Antiplatelet therapy plays a pivotal role in the management of atherosclerotic cardiovascular diseases, providing critical protection against thrombotic complications. However, the role of antiplatelet therapy in primary prevention is limited, as an elevated risk of bleeding often offsets the potential benefits. Meanwhile, long-term antiplatelet monotherapy in secondary prevention provides clear benefits for stable patients. In the setting of acute coronary syndromes, dual antiplatelet therapy, which combines aspirin with a P2Y inhibitor, such as clopidogrel, prasugrel, or ticagrelor, has demonstrated superior efficacy over aspirin alone, with prasugrel and ticagrelor offering more rapid and potent effects. However, the increased bleeding risk associated with more intensive regimens necessitates careful assessment of both ischemic and bleeding risks, particularly in high-risk individuals. Recent advancements in stent technology and a deeper understanding of patient-specific risk profiles have led to significant advances in tailoring antiplatelet strategies. Current guidelines emphasize individualized approaches regarding the duration and intensity of the therapy. This review examines the evolution of antiplatelet treatment strategies in heart diseases, integrating evidence from pivotal studies to highlight current practices, while addressing considerations for special populations and optimal antithrombotic regimens following structural cardiac interventions. The development of novel agents, such as targeted antithrombotic therapy, and personalized therapeutic approaches continues to shape efforts to improve both efficacy and safety. Together, these advances support a more refined, patient-centered approach to antiplatelet therapy aimed at optimizing clinical outcomes in the context of a highly dynamic and evolving therapeutic landscape.

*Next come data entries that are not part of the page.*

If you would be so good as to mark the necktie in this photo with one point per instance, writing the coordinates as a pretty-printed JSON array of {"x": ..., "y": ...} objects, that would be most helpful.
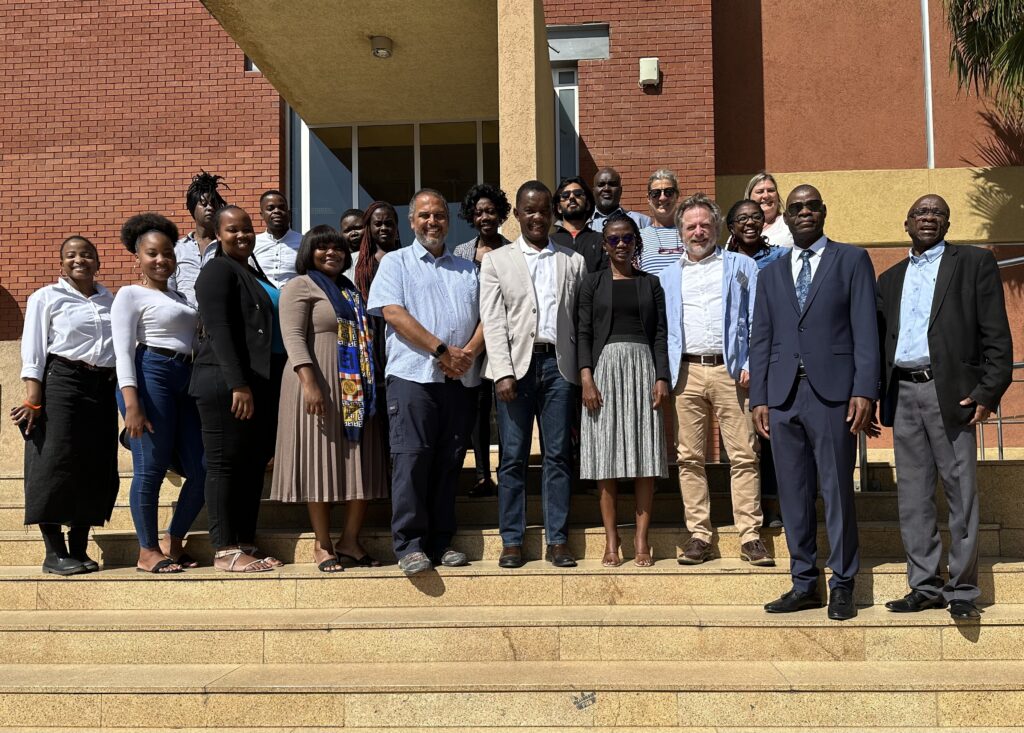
[{"x": 804, "y": 278}]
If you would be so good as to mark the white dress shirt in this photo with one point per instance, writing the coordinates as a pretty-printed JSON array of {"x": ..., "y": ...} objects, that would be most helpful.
[
  {"x": 144, "y": 315},
  {"x": 60, "y": 320},
  {"x": 701, "y": 294},
  {"x": 276, "y": 257},
  {"x": 544, "y": 272},
  {"x": 816, "y": 249}
]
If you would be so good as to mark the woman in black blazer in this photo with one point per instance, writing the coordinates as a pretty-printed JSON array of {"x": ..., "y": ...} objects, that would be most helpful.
[
  {"x": 623, "y": 351},
  {"x": 237, "y": 382}
]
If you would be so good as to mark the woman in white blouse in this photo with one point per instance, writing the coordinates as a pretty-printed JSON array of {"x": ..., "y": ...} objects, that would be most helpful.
[
  {"x": 764, "y": 190},
  {"x": 154, "y": 330},
  {"x": 69, "y": 418}
]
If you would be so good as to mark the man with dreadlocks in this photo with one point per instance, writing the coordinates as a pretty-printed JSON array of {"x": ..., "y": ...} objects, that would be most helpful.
[{"x": 198, "y": 247}]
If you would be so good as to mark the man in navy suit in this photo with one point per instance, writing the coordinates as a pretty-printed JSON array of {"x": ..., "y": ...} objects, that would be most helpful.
[{"x": 814, "y": 378}]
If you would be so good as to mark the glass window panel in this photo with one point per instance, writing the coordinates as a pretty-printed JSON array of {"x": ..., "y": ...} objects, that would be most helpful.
[
  {"x": 387, "y": 169},
  {"x": 330, "y": 174},
  {"x": 448, "y": 163}
]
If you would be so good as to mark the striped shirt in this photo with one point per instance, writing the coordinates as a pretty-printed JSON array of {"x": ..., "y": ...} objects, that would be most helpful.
[{"x": 662, "y": 247}]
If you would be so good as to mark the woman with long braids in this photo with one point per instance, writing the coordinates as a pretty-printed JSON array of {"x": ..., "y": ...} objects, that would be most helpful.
[
  {"x": 237, "y": 383},
  {"x": 69, "y": 417},
  {"x": 154, "y": 334}
]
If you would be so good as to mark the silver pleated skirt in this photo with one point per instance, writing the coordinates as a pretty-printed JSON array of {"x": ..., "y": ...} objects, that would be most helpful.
[{"x": 625, "y": 438}]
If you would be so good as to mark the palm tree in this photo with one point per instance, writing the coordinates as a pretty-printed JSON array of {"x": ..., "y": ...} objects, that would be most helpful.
[{"x": 986, "y": 46}]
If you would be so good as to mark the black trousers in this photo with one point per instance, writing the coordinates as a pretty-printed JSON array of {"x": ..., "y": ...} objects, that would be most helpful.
[
  {"x": 428, "y": 426},
  {"x": 237, "y": 451}
]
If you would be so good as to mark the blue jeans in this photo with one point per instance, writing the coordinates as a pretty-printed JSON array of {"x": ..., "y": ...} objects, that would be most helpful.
[
  {"x": 176, "y": 439},
  {"x": 544, "y": 393}
]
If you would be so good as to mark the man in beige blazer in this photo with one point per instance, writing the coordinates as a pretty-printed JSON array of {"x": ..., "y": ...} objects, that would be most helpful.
[{"x": 527, "y": 308}]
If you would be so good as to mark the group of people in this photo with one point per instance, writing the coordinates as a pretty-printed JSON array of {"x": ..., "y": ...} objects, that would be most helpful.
[{"x": 621, "y": 334}]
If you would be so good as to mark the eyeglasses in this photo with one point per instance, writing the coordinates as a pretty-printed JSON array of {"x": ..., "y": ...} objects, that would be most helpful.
[
  {"x": 922, "y": 213},
  {"x": 625, "y": 239},
  {"x": 815, "y": 206}
]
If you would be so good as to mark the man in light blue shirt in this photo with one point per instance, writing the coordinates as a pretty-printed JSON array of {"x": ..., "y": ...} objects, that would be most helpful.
[{"x": 430, "y": 300}]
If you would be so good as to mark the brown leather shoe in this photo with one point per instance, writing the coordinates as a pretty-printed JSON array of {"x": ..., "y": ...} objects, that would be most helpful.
[
  {"x": 559, "y": 556},
  {"x": 695, "y": 552},
  {"x": 756, "y": 553},
  {"x": 511, "y": 557}
]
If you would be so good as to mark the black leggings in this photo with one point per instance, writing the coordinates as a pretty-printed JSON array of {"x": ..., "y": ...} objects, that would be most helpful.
[{"x": 237, "y": 454}]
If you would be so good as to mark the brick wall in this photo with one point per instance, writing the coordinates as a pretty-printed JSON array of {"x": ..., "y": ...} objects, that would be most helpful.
[
  {"x": 109, "y": 109},
  {"x": 639, "y": 131}
]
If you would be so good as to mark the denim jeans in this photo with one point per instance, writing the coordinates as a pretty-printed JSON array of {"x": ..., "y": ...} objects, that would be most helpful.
[
  {"x": 176, "y": 439},
  {"x": 543, "y": 393}
]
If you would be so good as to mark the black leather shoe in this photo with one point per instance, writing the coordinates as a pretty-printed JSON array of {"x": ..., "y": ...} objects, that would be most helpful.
[
  {"x": 841, "y": 606},
  {"x": 559, "y": 556},
  {"x": 511, "y": 557},
  {"x": 62, "y": 565},
  {"x": 964, "y": 610},
  {"x": 915, "y": 601},
  {"x": 795, "y": 600}
]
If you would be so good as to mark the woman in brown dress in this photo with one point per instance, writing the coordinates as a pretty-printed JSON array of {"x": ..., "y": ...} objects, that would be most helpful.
[{"x": 329, "y": 442}]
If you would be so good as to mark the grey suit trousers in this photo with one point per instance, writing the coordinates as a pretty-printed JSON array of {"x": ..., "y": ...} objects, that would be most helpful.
[{"x": 925, "y": 450}]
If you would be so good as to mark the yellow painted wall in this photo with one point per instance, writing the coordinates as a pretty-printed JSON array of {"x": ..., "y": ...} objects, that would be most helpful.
[{"x": 869, "y": 207}]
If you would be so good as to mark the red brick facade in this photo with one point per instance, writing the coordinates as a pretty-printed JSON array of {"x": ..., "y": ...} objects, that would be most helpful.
[
  {"x": 109, "y": 110},
  {"x": 638, "y": 131}
]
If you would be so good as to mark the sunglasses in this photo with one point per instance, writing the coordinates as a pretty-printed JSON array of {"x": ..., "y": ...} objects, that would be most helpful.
[
  {"x": 625, "y": 239},
  {"x": 815, "y": 206}
]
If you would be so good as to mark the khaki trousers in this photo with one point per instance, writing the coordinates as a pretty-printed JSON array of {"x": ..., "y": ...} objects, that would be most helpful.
[{"x": 700, "y": 392}]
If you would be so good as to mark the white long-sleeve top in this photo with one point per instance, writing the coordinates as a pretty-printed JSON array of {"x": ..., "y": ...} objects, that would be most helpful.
[
  {"x": 60, "y": 320},
  {"x": 154, "y": 317}
]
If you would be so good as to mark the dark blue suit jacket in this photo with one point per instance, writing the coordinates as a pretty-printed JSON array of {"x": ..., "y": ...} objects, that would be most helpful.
[{"x": 836, "y": 336}]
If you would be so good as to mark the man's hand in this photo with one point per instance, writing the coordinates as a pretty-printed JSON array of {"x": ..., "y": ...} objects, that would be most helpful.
[
  {"x": 981, "y": 413},
  {"x": 505, "y": 389},
  {"x": 760, "y": 418},
  {"x": 859, "y": 414}
]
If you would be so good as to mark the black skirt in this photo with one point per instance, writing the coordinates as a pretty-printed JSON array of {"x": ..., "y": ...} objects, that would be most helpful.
[{"x": 71, "y": 456}]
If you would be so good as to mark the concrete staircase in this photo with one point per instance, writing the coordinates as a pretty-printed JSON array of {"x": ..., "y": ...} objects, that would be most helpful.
[{"x": 480, "y": 648}]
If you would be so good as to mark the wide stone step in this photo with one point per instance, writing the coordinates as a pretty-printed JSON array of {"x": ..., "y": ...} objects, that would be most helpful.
[
  {"x": 119, "y": 548},
  {"x": 692, "y": 633},
  {"x": 725, "y": 581},
  {"x": 479, "y": 695}
]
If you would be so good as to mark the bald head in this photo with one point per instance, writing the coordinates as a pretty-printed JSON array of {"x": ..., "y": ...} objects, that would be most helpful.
[{"x": 927, "y": 222}]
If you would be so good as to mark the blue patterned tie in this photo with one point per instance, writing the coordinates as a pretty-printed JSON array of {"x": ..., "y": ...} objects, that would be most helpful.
[{"x": 804, "y": 278}]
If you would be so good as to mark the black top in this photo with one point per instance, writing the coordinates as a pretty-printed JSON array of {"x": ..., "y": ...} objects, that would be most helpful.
[
  {"x": 238, "y": 321},
  {"x": 626, "y": 321},
  {"x": 594, "y": 316}
]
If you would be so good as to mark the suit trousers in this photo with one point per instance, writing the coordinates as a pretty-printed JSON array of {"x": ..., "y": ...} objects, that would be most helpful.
[
  {"x": 925, "y": 450},
  {"x": 813, "y": 448},
  {"x": 702, "y": 390},
  {"x": 429, "y": 425}
]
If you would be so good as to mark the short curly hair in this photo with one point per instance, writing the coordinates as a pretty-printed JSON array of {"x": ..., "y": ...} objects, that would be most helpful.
[
  {"x": 133, "y": 229},
  {"x": 484, "y": 190}
]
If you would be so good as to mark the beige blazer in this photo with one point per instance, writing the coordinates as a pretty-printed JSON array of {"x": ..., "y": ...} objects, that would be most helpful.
[{"x": 508, "y": 311}]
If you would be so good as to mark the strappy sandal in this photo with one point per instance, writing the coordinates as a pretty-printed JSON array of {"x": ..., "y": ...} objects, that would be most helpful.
[
  {"x": 163, "y": 567},
  {"x": 254, "y": 566}
]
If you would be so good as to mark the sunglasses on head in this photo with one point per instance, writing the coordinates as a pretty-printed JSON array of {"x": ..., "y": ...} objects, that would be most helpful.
[
  {"x": 815, "y": 206},
  {"x": 625, "y": 239}
]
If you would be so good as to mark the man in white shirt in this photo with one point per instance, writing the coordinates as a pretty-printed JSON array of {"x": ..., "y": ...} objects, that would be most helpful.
[
  {"x": 276, "y": 247},
  {"x": 527, "y": 307},
  {"x": 709, "y": 300}
]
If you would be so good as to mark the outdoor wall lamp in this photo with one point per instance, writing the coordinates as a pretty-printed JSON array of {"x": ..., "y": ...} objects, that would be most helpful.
[{"x": 381, "y": 46}]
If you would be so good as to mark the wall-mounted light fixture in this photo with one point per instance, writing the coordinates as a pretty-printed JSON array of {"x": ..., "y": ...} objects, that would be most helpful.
[{"x": 381, "y": 46}]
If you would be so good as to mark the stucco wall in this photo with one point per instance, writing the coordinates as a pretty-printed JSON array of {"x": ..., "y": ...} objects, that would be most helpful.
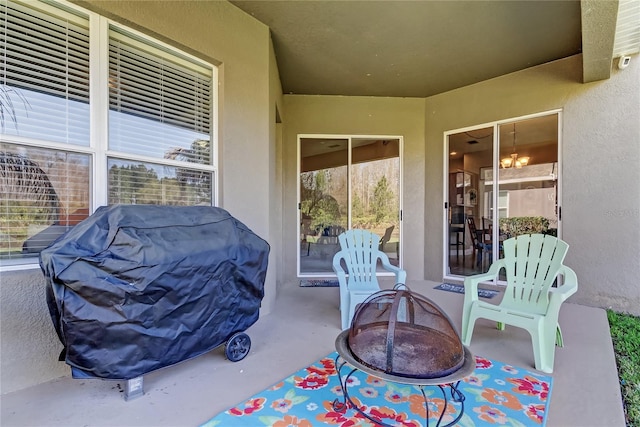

抗血小板治疗在动脉粥样硬化性心血管疾病的管理中起着关键作用,为预防血栓形成并发症提供了至关重要的保护。然而,抗血小板治疗在一级预防中的作用有限,因为出血风险升高往往会抵消潜在益处。同时,二级预防中的长期抗血小板单药治疗对稳定患者有明显益处。在急性冠状动脉综合征的情况下,联合使用阿司匹林与P2Y抑制剂(如氯吡格雷、普拉格雷或替格瑞洛)的双联抗血小板治疗已证明比单独使用阿司匹林具有更高的疗效,普拉格雷和替格瑞洛起效更快、作用更强。然而,更强化治疗方案带来的出血风险增加,需要仔细评估缺血和出血风险,尤其是在高危个体中。支架技术的最新进展以及对患者特定风险特征的更深入理解,已促使抗血小板策略的制定取得了重大进展。当前指南强调治疗持续时间和强度的个体化方法。本综述探讨了心脏病抗血小板治疗策略的演变,整合了关键研究的证据以突出当前实践,同时讨论特殊人群的注意事项以及心脏结构干预后最佳抗栓方案。新型药物的研发,如靶向抗栓治疗和个性化治疗方法,继续推动着提高疗效和安全性的努力。这些进展共同支持了一种更精细、以患者为中心的抗血小板治疗方法,旨在在高度动态和不断演变的治疗格局中优化临床结果。